When Rates are High, Open your Eyes
Inflation is high.
Interest rates have been hiked upwards by the Federal Reserve at record rates.
Mortgage rates have soared. Business loans are far more expensive than they have been in recent memory.
The stock market has taken a beating and is showing little sign of easing up its wild swings.
But…there’s a silver lining that can be found in the midst of this unprecedented chaos.
When interest rates climb as they have over the past several months, yield-bearing instruments such as CDs get to piggyback on this rollercoaster.
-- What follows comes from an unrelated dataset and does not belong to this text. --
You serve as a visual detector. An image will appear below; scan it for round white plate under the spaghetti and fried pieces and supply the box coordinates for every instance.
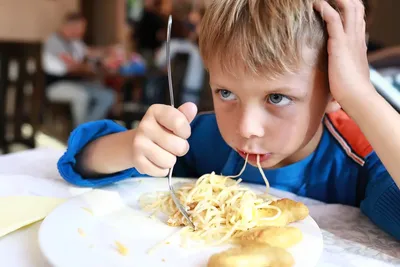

A CD, or Certificate of Deposit, is a savings vehicle offered by banks to provide interest rates for investors. They are traditionally a conservative way to make your money generate a predictable return within the safety of an FDIC wrapper ¹.
When buying a CD, an investor will select a duration (or term) which can be as short as a few months, or as long as several years. Then, the bank which is offering the CD will guarantee an annualized interest rate that is paid to the investor in varying frequencies.
In recent memory, CDs were largely relegated to the conservative bucket of one’s investment portfolio, simply because the rates were low, and therefore unattractive. In fact, CD rates were close to 0% as recently as 2 years ago.
Historically, CD rates have followed in the footsteps of the prevailing interest rate environment. In the 1980s, CD rates were well into the teens…imagine buying a CD guaranteeing a rate of return of 15-17%.
Since that long-ago heyday, rates have fallen over time, experiencing peaks and valleys just like the stock market. There was a slight uptick in rates just before the Great Recession of 2007-2009. But over the past 15+ years, we have seen CD rates fall to historical lows, sometimes poking above 2%, but mostly oscillating well below that level and as close to 0% as can be.
Today, as the Federal Reserve has publicly hiked interest rates to curb the inflationary effects of the COVID-9 pandemic, banks have ridden the crest of this wave with their CD inventory. In fact, we have not seen short-duration CD rates swell to this level since before the Great Recession. Twelve-month CD rates are holding fast at very attractive yields, which is some modicum of solace for the casualties that equity-driven investment portfolios have endured.
Typically, CDs reward longer-term investors with better rates. However, we are in the midst of a unique environment where short-term rates are higher and potentially more rewarding for shorter-term investors.
As with any investment, evaluating factors such as risk-tolerance and time-horizon are fundamental to determining what is most appropriate. Capitalizing on market opportunities such as high interest-rate investments could be an interesting avenue to explore.
¹ FDIC insurance covers checking, savings, and other deposit accounts up to $250,000 per registration, per bank (www.fdic.gov)
This emailed article is not intended, and should not be relied upon, as investment or financial advice and does not constitute an offer or solicitation of any kind.